Copy And Baste

Making a sub-domain-specific subset copy of corporate or "master" databases and adjusting it to reflect local needs. This pruning, tuning, and re-translating for local needs has been nicknamed "basting" here, making a play on words surrounding CopyAndPaste (with a "P").
From DepartmentInfoMirroring...

If a way can be found to automate a copy process, it can be a very powerful tool when the "copy" can be reprojected in a way that better fits the local (section-specific) users or needs. For example, your particular department may only need a small subset of all available info (columns), and the translation step can replace convoluted coding schemes, such as product, service, or status codes, with something more meaningful or simpler for local needs by tossing out idioms or layers meant for other departments but not useful to yours. This can make for simpler and faster queries and data usage. It's customized data abstraction.

As an example, I once worked for a big subscription provider that provided several products and services. However, my particular section, which dealt with mostly marketing research and junk mailing/spam (sorry about that), usually only cared about general categories of products instead of individual products. The raw customer product table resembled:


(Dots to prevent TabMunging and a wiki spacing bug.)

There were others tables, not shown, that mapped specific products into categories. The early programmers kept using the raw table and manually coded product-to-category translations[1] because the joins for obtaining categories was too slow because of the complex relationships in that system. Eventually a smarter set came along and produced a bi-weekly table for our section that resembled:


A "1" indicated a given customer has at least one product/service that falls into the given category, and "0" means does not have. (Integers were used instead of Boolean or Character to simplify aggregate counting). This simplified queries immensely, and we could still join with the raw table for those occasional queries that needed info about specific products. (This is a somewhat over-simplification for illustration purposes.)

One could argue that one should put each category on a different row (columns: customerID, categCode, hasFlag) to make the Customer_Product_Categ_Table more stable such that one doesn't have to change the schema for each new category that came along. However, this would complicate the most common type of queries we did.
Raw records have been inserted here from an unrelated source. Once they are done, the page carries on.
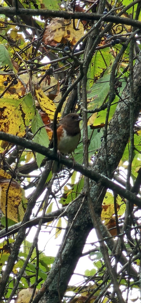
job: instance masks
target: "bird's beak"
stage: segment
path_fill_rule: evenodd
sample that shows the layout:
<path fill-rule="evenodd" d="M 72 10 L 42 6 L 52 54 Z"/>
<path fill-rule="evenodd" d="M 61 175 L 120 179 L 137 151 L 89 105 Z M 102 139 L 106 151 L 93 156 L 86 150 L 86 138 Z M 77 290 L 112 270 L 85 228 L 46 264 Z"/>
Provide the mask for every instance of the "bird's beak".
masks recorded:
<path fill-rule="evenodd" d="M 77 119 L 77 121 L 79 121 L 79 121 L 81 121 L 81 120 L 83 120 L 83 119 L 82 119 L 82 117 L 80 117 L 80 116 L 79 116 L 79 117 L 78 117 L 78 118 Z"/>

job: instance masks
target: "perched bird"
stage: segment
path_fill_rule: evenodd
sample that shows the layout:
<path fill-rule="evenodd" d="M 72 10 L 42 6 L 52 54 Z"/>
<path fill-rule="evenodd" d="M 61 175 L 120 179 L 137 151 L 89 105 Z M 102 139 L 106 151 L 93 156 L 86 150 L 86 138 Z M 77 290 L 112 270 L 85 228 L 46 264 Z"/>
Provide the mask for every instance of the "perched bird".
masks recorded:
<path fill-rule="evenodd" d="M 77 114 L 69 114 L 59 121 L 57 126 L 57 147 L 59 152 L 63 155 L 71 154 L 74 152 L 79 142 L 81 136 L 79 122 L 82 118 Z M 53 147 L 53 138 L 49 145 Z M 53 172 L 59 172 L 62 165 L 54 161 L 53 164 Z"/>

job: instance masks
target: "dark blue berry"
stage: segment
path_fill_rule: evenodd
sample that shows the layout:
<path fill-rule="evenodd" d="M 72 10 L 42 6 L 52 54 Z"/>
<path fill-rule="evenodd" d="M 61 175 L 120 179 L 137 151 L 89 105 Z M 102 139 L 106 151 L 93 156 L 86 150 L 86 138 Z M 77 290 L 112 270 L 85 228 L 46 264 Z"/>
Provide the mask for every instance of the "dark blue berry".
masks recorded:
<path fill-rule="evenodd" d="M 114 40 L 114 42 L 116 44 L 119 44 L 120 42 L 120 41 L 119 39 L 116 39 Z"/>
<path fill-rule="evenodd" d="M 64 48 L 64 50 L 65 52 L 68 52 L 69 50 L 69 46 L 65 46 Z"/>
<path fill-rule="evenodd" d="M 115 41 L 111 41 L 111 45 L 112 46 L 114 46 L 114 45 L 115 45 L 116 43 L 115 43 Z"/>
<path fill-rule="evenodd" d="M 34 68 L 34 65 L 33 64 L 30 64 L 29 67 L 30 69 L 33 69 Z"/>
<path fill-rule="evenodd" d="M 18 84 L 18 82 L 17 81 L 17 80 L 16 80 L 16 79 L 15 79 L 15 80 L 14 80 L 14 84 Z"/>
<path fill-rule="evenodd" d="M 78 49 L 77 49 L 75 48 L 74 51 L 74 54 L 76 54 L 76 53 L 78 53 L 79 52 L 80 52 L 80 50 Z"/>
Further, new categories only came along about once every 3 years on average. It was decided to live with the once-per-3-year change spike to have simpler production queries for everyday work. -t

This looks like accidental complexity - working around inadequacies in your technology. Now, that's understandable (you must MakeItWork), but do this often enough and it's time to refactor the solution into your database technology. One possibility: lightweight 'views' that are maintained automatically during relative down-time for the database?

What do you mean by "lightweight" views? Views are usually immediately generated based on live data, not cached or copied.

I mean views that are cached and copied, and thus distinct from the 'usual' views generated by expensive joins on live data before being expensively delivered across the network at each request. Was this unclear in context? The name 'lightweight' alludes to lightweight directory access protocol (LDAP), which is designed for read-mostly work.

I do find a common pattern where the "master" data has a good many elements, too many for timely "deep" queries that are exploratory or research in nature. Different parts of the organization may only want to see a subset of roughly 5% to 20% of the total organization domain data, along with some customized re-calculated columns to simplify certain common needs similar to the categories described above, or maybe give semi-meaningful abbreviations to numeric status codes that make more sense to local staff but wouldn't necessarily for other sections, etc. If you extract 10% of the data that your local group needs, queries will typically run roughly 10 times faster.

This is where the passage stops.